Microsoft research reveals the changing face of skimming

Grace Macej 25 May 2022

From exploitation to obfuscation, attackers are flipping the script on what we know about web skimming campaigns.

In a recent report, Microsoft’s 365 Defender Research Team reveals new obfuscation techniques that are changing the face of skimming. By observing recent web skimming campaigns, Microsoft’s security researchers have discovered the latest ways attackers are delivering and hiding skimming scripts.

In the past, attackers typically relied on vulnerability exploitation as their main tactic, conspicuously injecting malicious scripts into e-commerce platforms, like PrestaShop and WordPress, as well as content management systems. New tactics, however, flip the script with obfuscation techniques that confound site administrators and developers.

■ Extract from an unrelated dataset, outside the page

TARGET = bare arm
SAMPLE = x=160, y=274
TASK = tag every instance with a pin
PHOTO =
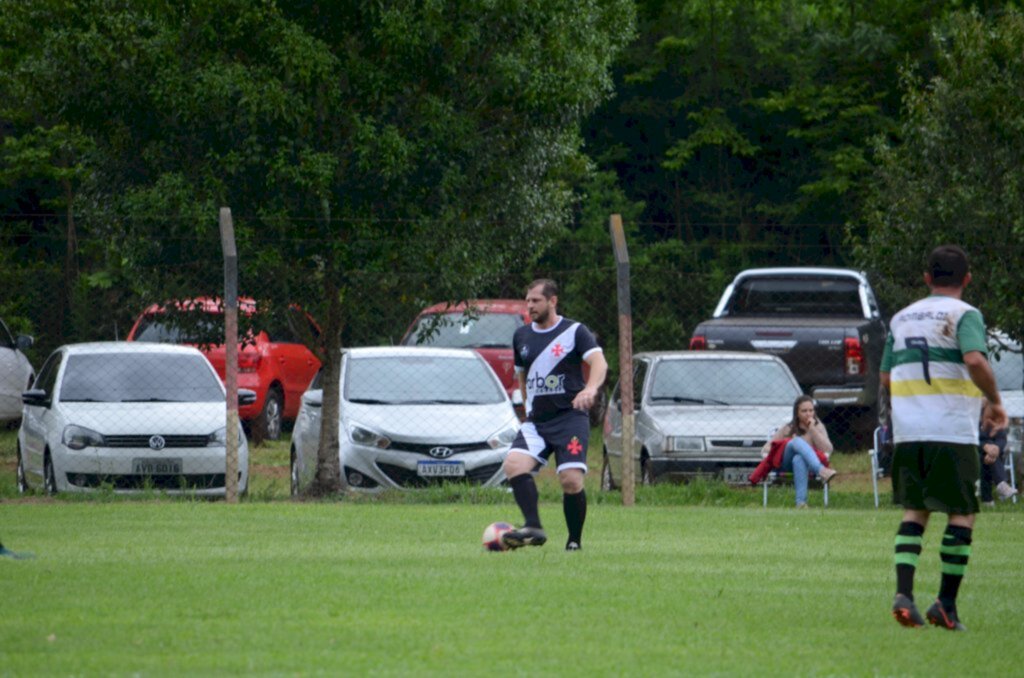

The report revealed three examples of new skimming techniques:

  • Malicious images
  • Encoded host URLs
  • Spoofed scripts

Malicious images

In one skimming campaign, Microsoft saw two malicious image files uploaded to a Magento-hosted server. This was a means to obfuscate the skimming script by first encoding it in PHP, then in the image file. One of the malicious images with obfuscated script was a favicon, the other a typical web image file.

Encoded host URLs

Another new obfuscation technique discovered by Microsoft’s team involves injecting malicious JavaScript into a webpage. Only once the keyword “checkout” is detected on the target webpage URL is the malicious script activated, fetching the skimming script from the attacker’s domain and then loading a fake checkout form.

Spoofed scripts

Similarly, Microsoft saw web applications become compromised by skimming scripts that attackers had disguised as Google Analytics and Meta Pixel scripts — complete with JavaScript file names to foil detectors.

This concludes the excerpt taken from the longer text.